IT cannot be said that the five contestants for the Labour party leadership make the political blood course through the veins. Two Miliband's, Ed Balls, Andy Burnham -- and Diana Abbott whose literally last minute nomination came only courtesy of votes from Harriet Harman, who as the party deputy leader had said she would not take sides, and David Miliband who may have thought the contest needed livening up even at the cost of backing an opponent. The summer months will be spent in hustings at local Labour party gatherings and
Trade Union meetings and the party's vote will be taken on the eve of the annual Conference at the end of September. This long-established process is similar to the one followed by the Conservatives to find a successor to Michael Howard but with the difference that the Conservative vote followed speeches by the candidates at a party Conference.

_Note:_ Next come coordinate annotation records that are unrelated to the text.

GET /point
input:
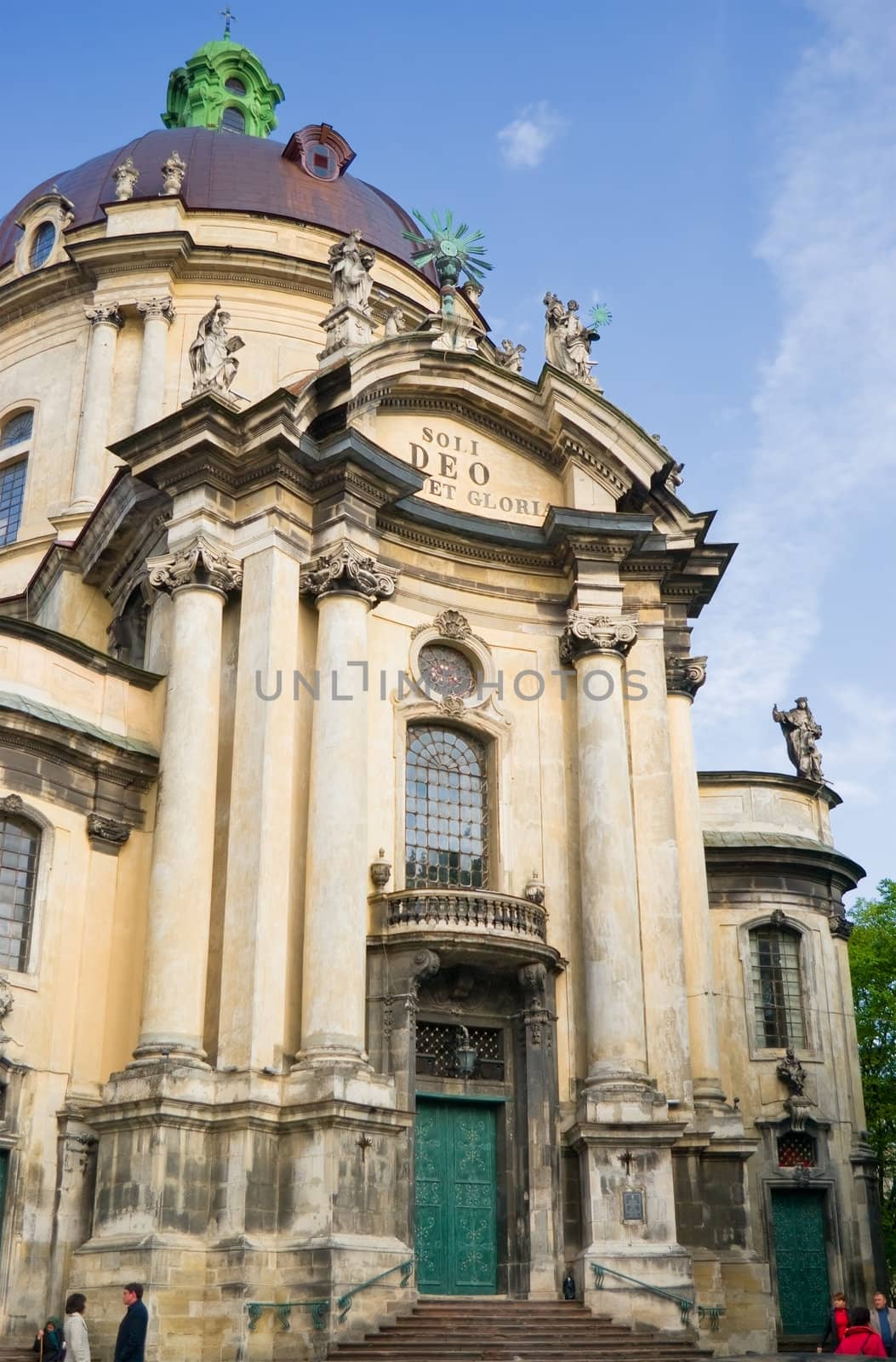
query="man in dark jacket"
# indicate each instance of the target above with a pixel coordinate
(131, 1341)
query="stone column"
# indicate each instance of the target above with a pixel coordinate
(614, 992)
(260, 933)
(655, 831)
(157, 315)
(346, 583)
(684, 678)
(90, 454)
(199, 578)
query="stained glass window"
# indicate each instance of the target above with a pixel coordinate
(41, 244)
(776, 987)
(446, 810)
(11, 499)
(20, 844)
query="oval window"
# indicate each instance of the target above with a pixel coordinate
(41, 244)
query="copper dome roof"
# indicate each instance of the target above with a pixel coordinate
(226, 174)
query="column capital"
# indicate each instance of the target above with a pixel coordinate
(346, 569)
(590, 632)
(106, 313)
(684, 676)
(156, 310)
(197, 564)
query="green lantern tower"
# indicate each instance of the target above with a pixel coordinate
(224, 86)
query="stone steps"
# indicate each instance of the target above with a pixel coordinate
(494, 1330)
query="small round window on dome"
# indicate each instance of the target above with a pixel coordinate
(233, 120)
(41, 244)
(322, 161)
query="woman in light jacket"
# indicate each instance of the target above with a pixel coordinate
(77, 1341)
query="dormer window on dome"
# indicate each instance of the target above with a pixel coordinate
(43, 225)
(320, 152)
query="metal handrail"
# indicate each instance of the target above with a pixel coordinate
(319, 1312)
(711, 1312)
(344, 1304)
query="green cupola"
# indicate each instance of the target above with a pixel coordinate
(222, 86)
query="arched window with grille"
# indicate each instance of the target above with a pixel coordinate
(15, 439)
(20, 849)
(446, 810)
(776, 987)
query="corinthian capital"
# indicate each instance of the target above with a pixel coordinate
(199, 564)
(685, 676)
(154, 310)
(587, 632)
(345, 569)
(106, 313)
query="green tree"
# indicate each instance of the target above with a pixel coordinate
(873, 964)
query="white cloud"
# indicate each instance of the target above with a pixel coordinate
(524, 140)
(825, 405)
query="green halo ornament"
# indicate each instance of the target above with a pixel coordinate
(599, 317)
(453, 249)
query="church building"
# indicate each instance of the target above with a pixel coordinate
(367, 930)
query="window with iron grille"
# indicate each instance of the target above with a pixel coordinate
(20, 844)
(11, 499)
(776, 987)
(437, 1050)
(446, 810)
(796, 1150)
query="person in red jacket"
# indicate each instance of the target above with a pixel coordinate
(859, 1339)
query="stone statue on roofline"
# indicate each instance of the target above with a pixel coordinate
(510, 358)
(349, 263)
(213, 353)
(801, 733)
(568, 340)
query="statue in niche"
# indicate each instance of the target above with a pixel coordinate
(510, 358)
(394, 324)
(351, 272)
(791, 1073)
(801, 733)
(213, 353)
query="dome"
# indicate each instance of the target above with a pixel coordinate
(226, 174)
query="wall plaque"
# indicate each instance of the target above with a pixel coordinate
(632, 1205)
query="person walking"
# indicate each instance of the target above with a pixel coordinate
(131, 1341)
(77, 1341)
(837, 1323)
(859, 1339)
(884, 1323)
(48, 1342)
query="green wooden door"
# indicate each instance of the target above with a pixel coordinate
(456, 1228)
(801, 1262)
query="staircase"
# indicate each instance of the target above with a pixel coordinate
(477, 1330)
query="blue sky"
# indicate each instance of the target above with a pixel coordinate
(723, 175)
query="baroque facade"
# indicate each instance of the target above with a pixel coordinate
(362, 913)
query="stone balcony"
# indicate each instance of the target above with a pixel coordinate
(476, 912)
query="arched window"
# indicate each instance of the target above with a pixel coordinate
(15, 431)
(776, 987)
(20, 846)
(41, 244)
(233, 120)
(446, 810)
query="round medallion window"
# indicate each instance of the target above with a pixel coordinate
(447, 672)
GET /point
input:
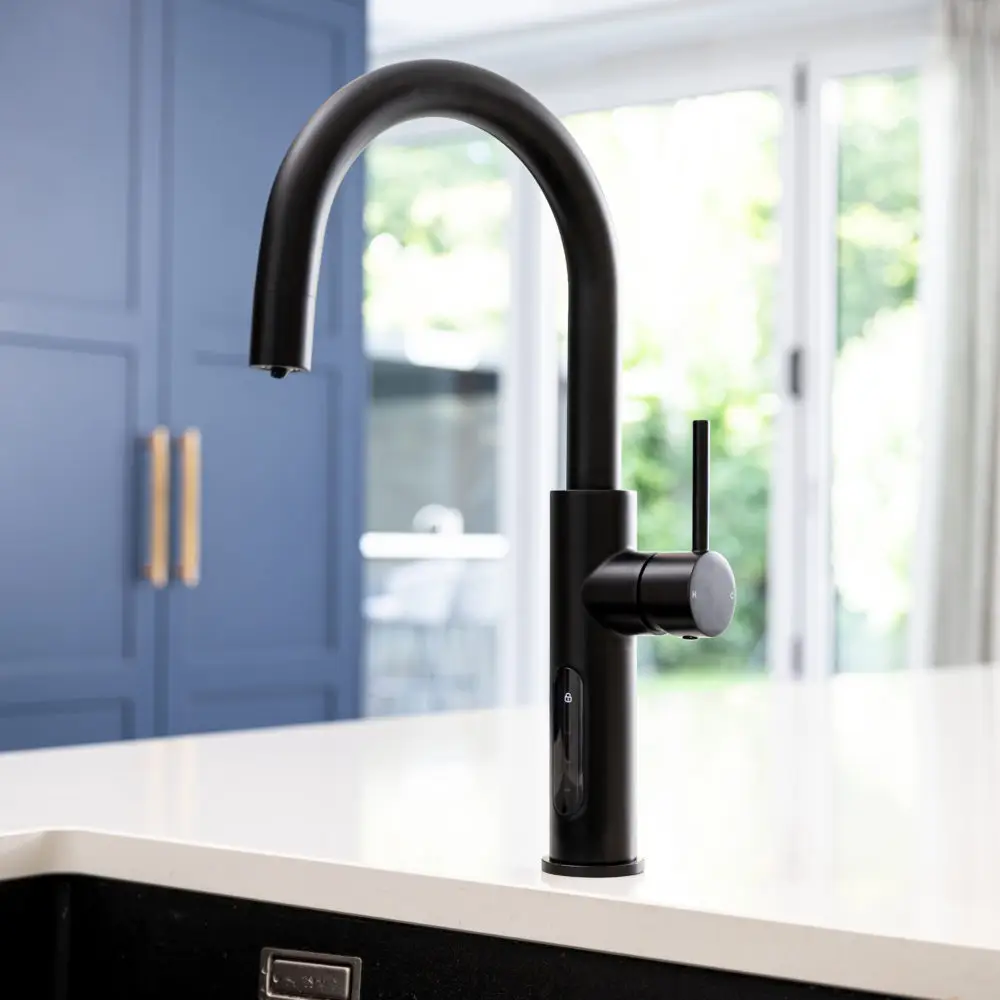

The Guardian newspaper argued yesterday that Labour need not be in such a hurry to find their next leader and would do well to follow the Conservative procedure that produced David Cameron. Does anyone now wish the favourite David Davis had won?
David Miliband is a hot favourite with the bookmakers; Ed Miliband is popular in the parliamentary party; Ed Balls has support at the grass roots; Andy Burnham is little known and Diana Abbott is a wild card although she has not been tested in office as the others have been. Labour party managers will not want to change things but somehow the contest needs a boost.